La donna, oramai senza più alcuna traccia di rossetto fucsia sulle labbra, un po’ delusa dal non aver ricevuto la minima attenzione da parte dello chef, porta con irruenza la sua mano al bicchiere che rovinosamente si rovescia sul tavolo. Fortuna che di vino ce n’era solo una goccia ma, quell’unica goccia, và a macchiare proprio il polsino bianco della camicia dell’uomo che ha di fronte a sé.

“E’ tutta la sera che avevo paura che accadesse ed ora è accaduto. Guardate come mi ha ridotto!”
“Non farla così lunga, è solo un piccolo segno, non si vede nemmeno.”
“Solo un piccolo segno, che faccia tosta!”
“Questa volta devo darle ragione, per fortuna non è accaduto nulla di grave. Poteva finirti molto peggio. Cosa dovrei dire io con questa enorme macchia di color rosso rubino?”
“In silenzio ho ascoltato le vostre discussioni o, meglio, i vostri battibecchi ma ora, senza collera, né tantomeno orgoglio, mi permetto di intervenire per dire che qui, tra tutti noi, ad avere la peggio sono sempre io. Osservatemi, anche questa sera, come ogni sera, sono ridotto a poco più di uno straccio. Il mio è un destino verso il quale, con rassegnazione, mi sono piegato.”
Nessuno poteva dargli torto, era conciato davvero male.

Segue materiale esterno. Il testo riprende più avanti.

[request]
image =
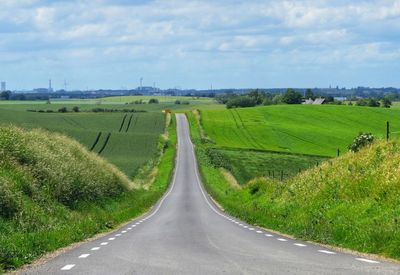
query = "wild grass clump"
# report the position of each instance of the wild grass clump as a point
(56, 165)
(54, 192)
(351, 201)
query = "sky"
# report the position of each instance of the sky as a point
(94, 44)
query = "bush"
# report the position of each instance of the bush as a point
(242, 101)
(362, 140)
(153, 101)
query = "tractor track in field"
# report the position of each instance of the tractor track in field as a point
(129, 123)
(122, 123)
(105, 143)
(96, 141)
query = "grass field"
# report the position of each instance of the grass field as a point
(53, 192)
(350, 201)
(246, 165)
(317, 130)
(129, 148)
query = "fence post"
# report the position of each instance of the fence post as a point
(387, 130)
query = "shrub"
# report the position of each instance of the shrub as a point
(242, 101)
(362, 140)
(153, 101)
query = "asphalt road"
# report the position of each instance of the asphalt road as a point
(186, 234)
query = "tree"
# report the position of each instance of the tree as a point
(386, 103)
(153, 101)
(5, 95)
(257, 96)
(63, 110)
(309, 94)
(292, 97)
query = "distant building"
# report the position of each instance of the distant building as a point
(317, 101)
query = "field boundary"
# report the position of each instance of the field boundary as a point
(105, 143)
(96, 141)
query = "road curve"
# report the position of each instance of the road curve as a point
(186, 234)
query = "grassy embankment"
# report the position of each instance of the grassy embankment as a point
(350, 201)
(285, 139)
(53, 192)
(133, 136)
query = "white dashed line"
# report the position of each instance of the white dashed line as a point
(68, 267)
(367, 261)
(327, 252)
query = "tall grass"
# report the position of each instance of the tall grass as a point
(54, 192)
(351, 201)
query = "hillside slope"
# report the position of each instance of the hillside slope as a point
(304, 129)
(53, 192)
(351, 201)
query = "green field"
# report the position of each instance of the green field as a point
(317, 130)
(128, 149)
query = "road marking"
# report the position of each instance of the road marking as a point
(327, 252)
(367, 261)
(68, 267)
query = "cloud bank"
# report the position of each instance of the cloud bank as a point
(193, 44)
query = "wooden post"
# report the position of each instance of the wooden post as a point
(387, 130)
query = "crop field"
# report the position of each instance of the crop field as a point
(128, 143)
(280, 141)
(246, 165)
(316, 130)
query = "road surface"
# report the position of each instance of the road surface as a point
(186, 234)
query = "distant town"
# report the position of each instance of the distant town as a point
(51, 93)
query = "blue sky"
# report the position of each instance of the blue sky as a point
(196, 44)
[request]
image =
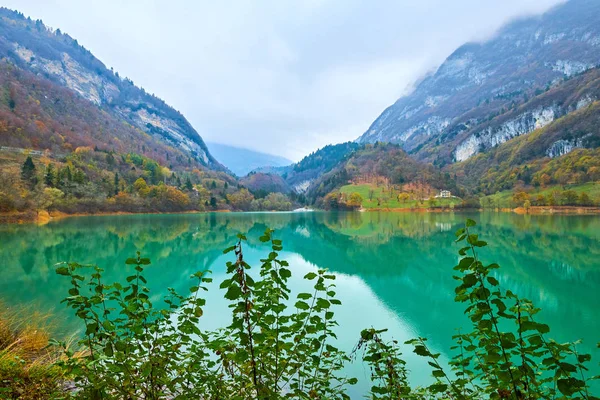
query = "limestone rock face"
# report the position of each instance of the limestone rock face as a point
(450, 110)
(58, 57)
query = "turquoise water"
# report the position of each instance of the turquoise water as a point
(394, 269)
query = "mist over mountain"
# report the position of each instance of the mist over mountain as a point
(241, 161)
(59, 58)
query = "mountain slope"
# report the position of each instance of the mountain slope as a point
(552, 155)
(376, 164)
(301, 175)
(242, 161)
(55, 56)
(481, 79)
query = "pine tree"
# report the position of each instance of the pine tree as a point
(116, 183)
(28, 172)
(50, 176)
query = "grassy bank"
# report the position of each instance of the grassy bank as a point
(383, 198)
(27, 364)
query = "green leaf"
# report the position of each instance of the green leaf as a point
(493, 281)
(302, 305)
(310, 276)
(229, 249)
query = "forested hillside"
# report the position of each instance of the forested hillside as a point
(379, 164)
(77, 138)
(59, 58)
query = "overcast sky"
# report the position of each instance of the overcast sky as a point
(284, 77)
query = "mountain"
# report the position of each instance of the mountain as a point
(301, 175)
(376, 164)
(242, 161)
(54, 56)
(455, 113)
(262, 184)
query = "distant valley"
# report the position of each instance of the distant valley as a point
(242, 161)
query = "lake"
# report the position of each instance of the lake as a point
(394, 269)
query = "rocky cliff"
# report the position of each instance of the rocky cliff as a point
(446, 118)
(56, 56)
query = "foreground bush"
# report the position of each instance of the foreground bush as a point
(282, 345)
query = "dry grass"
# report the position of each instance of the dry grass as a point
(27, 364)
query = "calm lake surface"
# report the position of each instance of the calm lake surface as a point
(394, 269)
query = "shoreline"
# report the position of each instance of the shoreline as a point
(44, 217)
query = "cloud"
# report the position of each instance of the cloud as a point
(281, 77)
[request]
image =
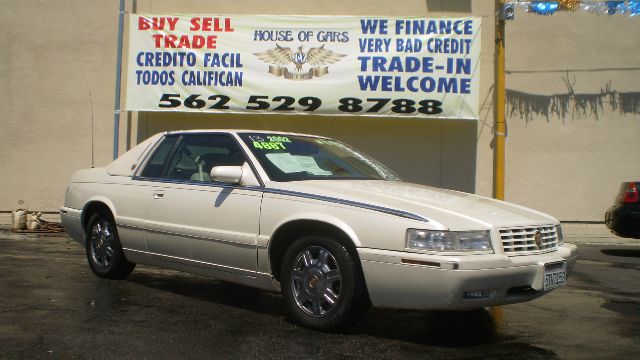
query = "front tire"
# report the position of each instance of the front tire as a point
(322, 284)
(103, 248)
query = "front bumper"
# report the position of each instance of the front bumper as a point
(447, 283)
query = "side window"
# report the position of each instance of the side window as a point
(196, 154)
(155, 165)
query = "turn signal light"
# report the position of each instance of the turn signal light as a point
(631, 194)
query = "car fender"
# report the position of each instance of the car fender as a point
(320, 217)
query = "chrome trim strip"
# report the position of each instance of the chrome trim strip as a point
(382, 209)
(227, 242)
(197, 263)
(198, 183)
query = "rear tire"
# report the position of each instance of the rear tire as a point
(322, 284)
(103, 248)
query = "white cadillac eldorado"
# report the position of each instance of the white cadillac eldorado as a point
(330, 227)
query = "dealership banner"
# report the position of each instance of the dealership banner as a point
(322, 65)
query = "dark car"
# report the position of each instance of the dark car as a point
(623, 218)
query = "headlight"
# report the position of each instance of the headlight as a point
(448, 240)
(560, 235)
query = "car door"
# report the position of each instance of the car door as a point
(193, 220)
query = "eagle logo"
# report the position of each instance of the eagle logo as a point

“Le cambio il bicchiere signora?”
“Non occorre Gino, grazie.”

Dopo alcuni minuti, il cameriere ritorna in sala con due succulenti piatti di pancetta fondente.
Neanche a dirlo, immancabile la scena si ripete:
“Pancetta fondente accompagnata da una pallina di gelato di mandorla salato. Delizioso. La pancetta è così tenera da poter fare a meno del coltello.”
“Rosmarino, pepe, chiodi di garofano, alloro…”
Speriamo che non ordini anche il dolce, non lo sopporterei.
"Cara, non l’hai trovato delizioso anche tu?”
Cos’è? Le lodi del cuoco l’hanno frastornato o è tutta colpa della luce del faro puntato sulla sua testa? D’un tratto si ricorda che con
lui, oltre al suo piatto, c’è anche qualcun altro.
“Desideri un dolce?”
“No grazie.”
“Gino, ci porti il conto per favore.”
“Gradite un dolce, un caffè?”
Non l’hai sentito, ti ha chiesto il conto. Perché indugiare?
"No grazie, siamo a posto.”
Sia ringraziato il cielo!


Rimasti soli, come loro consuetudine, sono tutti lì, al loro tavolo, pronti a commentare la cena e ad esprimere giudizi su ognuno degli ospiti della serata. Sul più bello, però, nella stanza compare Gino, il cameriere che, con passo stanco ma deciso, si avvicina al loro tavolo, quello tondo posto al centro della sala in Via Costantinopoli 100 e su di un piccolo carrello poggia, senza alcun riguardo, una tovaglia con una vistosa macchia di vino color rubino, un bicchiere con un’impercettibile piccolo segno, una forchetta ancora ri-dente, un coltello visibilmente offeso ed un tovagliolo ridotto quasi ad uno straccio. Spegne la luce e con passo stanco ma deciso se ne va.